Other soldiers stood guard all over the city centre, trucks full of armed policemen traversed the streets, riot police waited alongside the red berets.
“We make a call to action,” Besigye told the room full of journalists and nearly 200 supporters. “The time is now for the people of Uganda to rise and peacefully protest against the outcome of the 2011 elections.”
The crowd – some of them wearing T-shirts with his face splashed across the front – stood from their seats and cheered in raucous agreement. They looked out the doors and to the streets where the police and soldiers were waiting. And then they sat back down.
That was more than two weeks ago and, apart from a quickly quelled protest on Wednesday, there’s been no sign of major anti-government demos erupting.

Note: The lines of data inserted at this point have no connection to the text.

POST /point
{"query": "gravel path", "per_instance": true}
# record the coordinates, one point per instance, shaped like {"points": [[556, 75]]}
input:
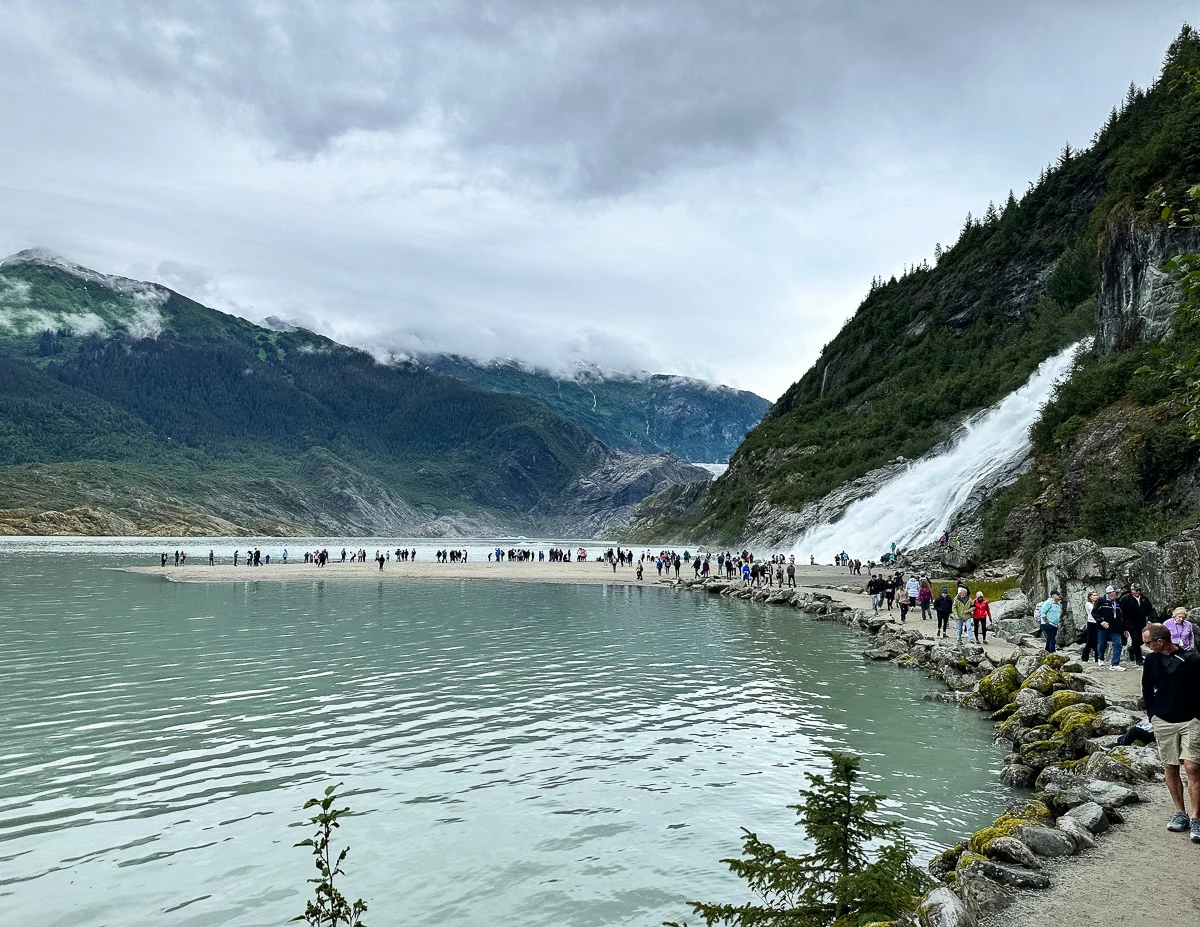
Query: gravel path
{"points": [[1139, 875]]}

Besigye – who couldn’t get through an interview without mentioning Egypt, Tunisia or Libya in the run-up to last month’s election – has made the first serious attempt to blow the winds of change sweeping North Africa south of the Sahara.
Museveni, in his sometime buffoonery-meets-menace style, threatened to eat Besigye “like a cake or a samosa” should anybody take to the streets.
There are Uganda-specific reasons why nobody did. Museveni has been in power for 25 years and the last couple of elections have been marked by rigging and other types of chicanery such as bribing rural voters with bars of soap.
But he is still popular with many Ugandans for nudging the economy into gear and, crucially, for bringing stability to a country once bedevilled by civil wars.
Though Africa’s sub-Saharan nations are as different as countries on any other continent there are also common reasons why, despite having 10 leaders in power for more than 20 years, things have stayed relatively calm.
Wednesday’s protests in Kampala were quickly and decisively put down by a massive show of force from security forces that have been known to shoot rioters dead in the past. Other African countries that analysts have fingered as ripe for North Africa-style uprisings, such as Zimbabwe, Angola, Ethiopia, Gabon and Equatorial Guinea, have populations who also often fear the army and police. But some sub-Saharan leaders have straddled a fine line between developing their countries and holding dodgy elections. They have achievements to boast about and they have, to a point, gifted their people increasing freedoms.
Low levels of internet access, education and urbanisation all play a part, too.
“The one thing that all of these factors have in common is that they are being undone day by day,” an African Union official who did not want to be named told Monocle. “The youth are going to boil over sooner or later.”
Teodorin Obiang, the son of Equatorial Guinea’s president, was recently reported to have ordered a €270m yacht in a country where 20 per cent of children die before reaching five years of age.
“That’s the kind of thing that will do it,” the official said. “We’re sick of it.”